(Reuters) A debut Singapore dollar sukuk from offshore marine services company Swiber has introduced a new group of Islamic investors to the city’s capital markets.
Almost half of the 150 million Singapore dollar ($118 million) deal went to investors from the small oil-rich state of Brunei, helping Swiber clinch pricing that was more competitive than conventional debt.
Brunei buyers have participated in Singapore’s nascent Islamic bond market before, but their dominance of Swiber’s order book will be welcome news for Singaporean companies that are looking to sell Islamic debt in the local market, such as Mustafa Group and Sabana REIT.

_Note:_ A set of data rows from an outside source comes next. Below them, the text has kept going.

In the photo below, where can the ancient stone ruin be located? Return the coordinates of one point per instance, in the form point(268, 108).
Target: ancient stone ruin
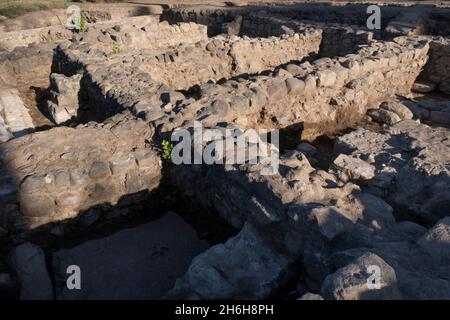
point(363, 181)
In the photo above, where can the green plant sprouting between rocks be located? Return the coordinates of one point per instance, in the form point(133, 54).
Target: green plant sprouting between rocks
point(167, 147)
point(80, 23)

“The latest deal is another piece of clear evidence that Islamic sukuk generates more competitive yields than conventional debt,” said one debt syndicate banker.
Swiber’s five-year deal priced last week to yield 6.5 percent and was backed by strong anchor demand from high-quality institutional investors before books opened.
About half of the bonds were allocated to Islamic institutions. The biggest chunk, 46.3 percent, went to Brunei, while Malaysia took 10.0 percent and Singapore 43.7 percent.
Institutional buyers, including takaful funds, pension funds and banks, accounted for a huge 96.5 percent share of the deal. Fund managers took a meagre 0.7 percent while private banks took 2.8 percent.
The small share of fund managers and PBs reflected the tight pricing on the new issue. Given the already strong anchor interest from the start, Swiber was in a position to withstand any pushback from other investors.
At a yield of 6.5 percent, pricing was in line with guidance and inside Swiber’s outstanding conventional paper, with its 7.125 percent 2017s quoted at 6.58 percent.
That suggests Singapore dollar sukuk can now command more competitive pricing than conventional bonds.
“Sukuk deals are gaining traction in Singapore,” the banker added. “Swiber is only the second Singapore corporate to sell Islamic bonds in this market but it benefited from City Development’s regular sukuk issuance, and Khazanah Nasional’s S$1.5 billion sukuk issue in 2010. There were also Singapore companies crossing into Malaysia to sell Islamic bonds, all of which have built up demand for sukuk from Singapore companies.”
Bankers had also indicated peer Ezra’s 4.875 percent 2018 conventional bonds at 5.24 percent, showing the new sukuk yielded a concession of about 125 basis points.
Rival bankers credited the borrower with achieving a good result and garnering an impressive benchmark issue size for the local market.
The deal also got a boost from a positive announcement by Swiber that it had clinched new contracts worth about $435 million, boosting a strong order backlog that stood at about $1.1 billion as of May 2013.
DBS and Maybank Kim Eng were joint leads in the deal, issued via Swiber Capital with Swiber Holdings acting as obligor. The notes were to be issued on Aug. 2 at par off a newly established $500 million multicurrency Islamic trust certificates issuance programme, which was announced on the Singapore Stock Exchange.
Maybank Kim Eng was sole lead arranger and global coordinator for the programme. Maybank Kim Eng and its parent company Maybank were joint programme dealers with Maybank Islamic as the sharia adviser for the programme. The sukuk is based on the wakalah bi al-istithmar principle.
Proceeds from the issue will be used to refinance debt and support capital expenditure, for working capital and general corporate purposes which are sharia-compliant.